During our literature review, we found some interesting works done by other surgeons, which introduced novel osteotomy techniques designed to improve pronation of the 1^st metatarsal.[ 8,9,10] Among them, proximal oblique sliding wedge osteotomy by Wagner et al.[ 8] had the similar concept to our osteotomy. In their study, angular correction was obtained by transverse osteotomy with an additional closed wedge removal from the distal fragment. After the deformity correction was achieved, they fixed plate and screws to secure the osteotomy site. In our experience with this procedure, shortening of metatarsal bone derived from the wedge removal was inevitable. Therefore, we modified this procedure by leaving out the removal of the closed wedge fragment. Also, we tried to perform this procedure with the fixation of cannulated screws and K-wires across the osteotomy site under a small incision. Our initial plan was to make a slight valgus angulation after the lateral translation simultaneous with a supination of the distal fragment. However, during the operation, we realized that the fixation was not strong enough to maintain the angulation even with multiple bi-cortical screws and K-wires fixation. In this respect, the technique reported by Zein et al.[ 10] is noteworthy. After a similar transverse osteotomy to ours, they performed angular correction and axial rotation, simultaneous with displacing the distal fragment to the medial side. However, with their method, DMAA can be increased as they tried to correct the deformity mainly with distal fragment valgus angulation without lateral translation. Interestingly, they inserted two K-wires penetrating the 1^st and 2^nd metatarsals. We specifically focused on their fixation method as their results showed the successful maintenance of deformity correction with two intermetatarsal K-wires fixation. In our future cases, an additional temporary intermetatarsal K-wire fixation would be worth considering.

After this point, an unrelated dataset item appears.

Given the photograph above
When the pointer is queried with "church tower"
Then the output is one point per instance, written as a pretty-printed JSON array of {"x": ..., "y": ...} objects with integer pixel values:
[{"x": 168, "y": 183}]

The limitation of our procedure includes the fact that, medial sesamoid was still relatively deviated laterally although intersesamoid ridge was largely reduced (pronated) postoperatively. Soft tissue balancing may be one of the factors mitigating the successful reduction of the medial sesamoid. Furthermore, the correctional power for HVA and IMA was not as great as proximal chevron metatarsal osteotomy or scarf osteotomy. However, DMAA was greatly improved

In summary, we expected that proximal transverse derotational metatarsal osteotomy could be effective to correct moderate hallux valgus deformity simultaneous with axial rotation correction. Although the correction for IMA was small without valgus angulation of the distal fragment, we could obtain a satisfactory deformity correction with respect to supination of the 1^st metatarsal head. We expect that our clinical experience would benefit future researchers who may concern with the three-dimensional correction of moderate to severe hallux valgus deformity with excessive pronation of the 1st metatarsal.